Pays bleu, Le - 1 - Les cailloux bleus by Signol Christian

Pays bleu, Le - 1 - Les cailloux bleus by Signol Christian

Auteur:Signol, Christian [Signol, Christian]
La langue: fra
Format: epub
Tags: Terroir
ISBN: 9782221107027
Éditeur: Robert Laffont
Publié: 1984-11-30T23:00:00+00:00


TROISIÈME PARTIE

Le temps des nuages

9.

Un hiver sans neige avait passé, puis un printemps auréolé de brises tièdes et de rosées, un été sans orage et un automne, enfin, dont les vendanges exceptionnelles avaient déversé sur le causse toute la suavité des futailles bondées. L’année 1909 apportait avec elle les frimas et le gel que l’on avait fini par oublier. Janvier naissait en blanc, empanaché de frises d’argent dans les matins frileux.

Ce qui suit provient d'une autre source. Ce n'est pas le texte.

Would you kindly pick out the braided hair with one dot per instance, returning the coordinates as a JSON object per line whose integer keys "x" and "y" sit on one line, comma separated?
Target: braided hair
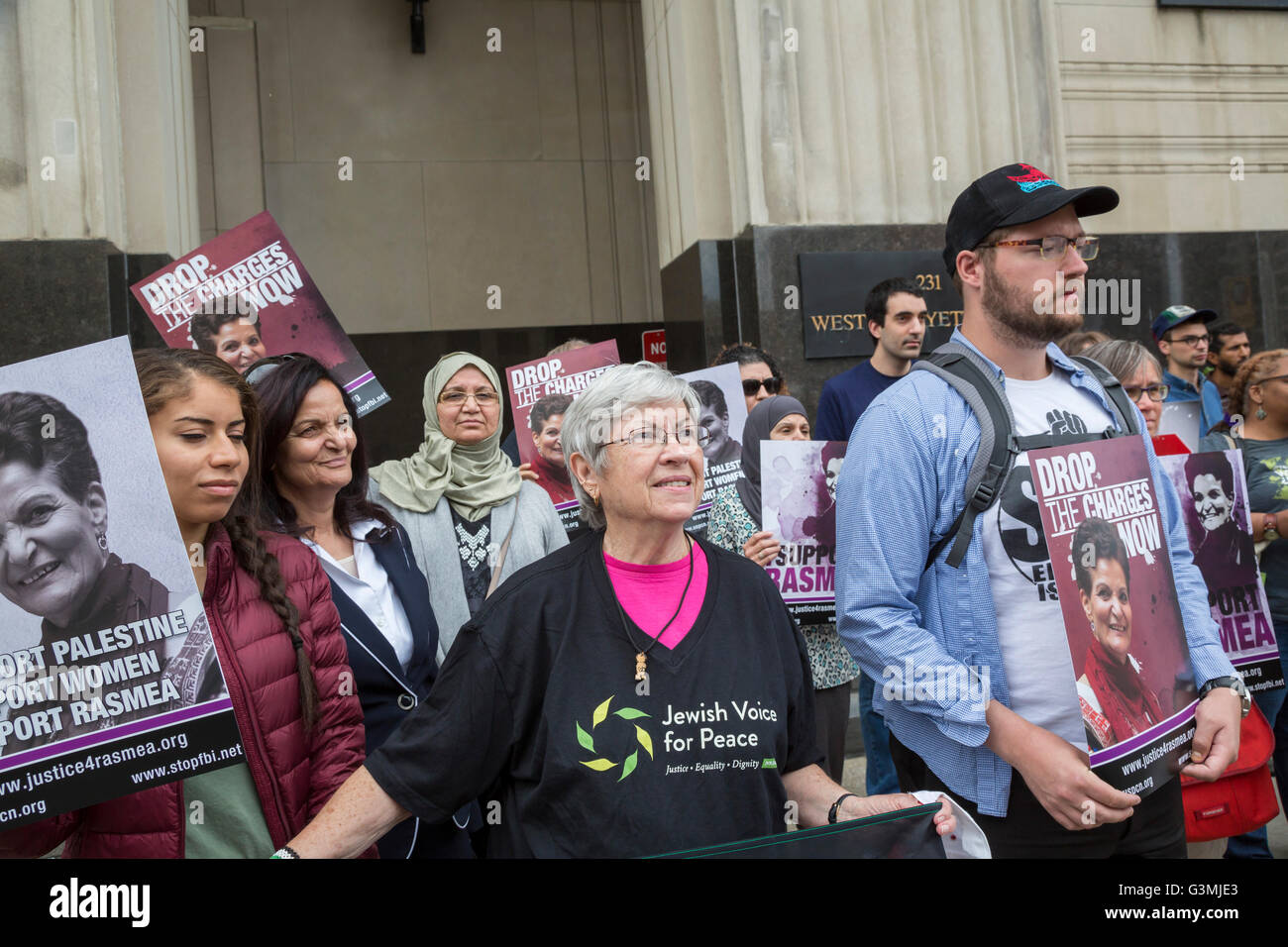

Chez les Laborie, il semblait que le temps se fût arrêté depuis longtemps, et pourtant bien des choses avaient changé : Mélanie travaillait maintenant au château où elle aidait Fernande qui, à plus de soixante ans, avait besoin d’une aide. À quinze ans, Mélanie paraissait déjà femme : grande, mince, les yeux d’un noir profond, les cheveux de jais, elle attirait le regard des hommes sans s’en apercevoir, trop timide et trop innocente pour oser s’en approcher. Philomène l’avait d’ailleurs mise en garde contre le rouquin : « Surtout ne jamais rester seule avec lui », avait-elle dit ; mais aussi contre les domestiques qui emmenaient parfois les journalières embauchées aux moissons et aux vendanges dans les granges ou les fenils.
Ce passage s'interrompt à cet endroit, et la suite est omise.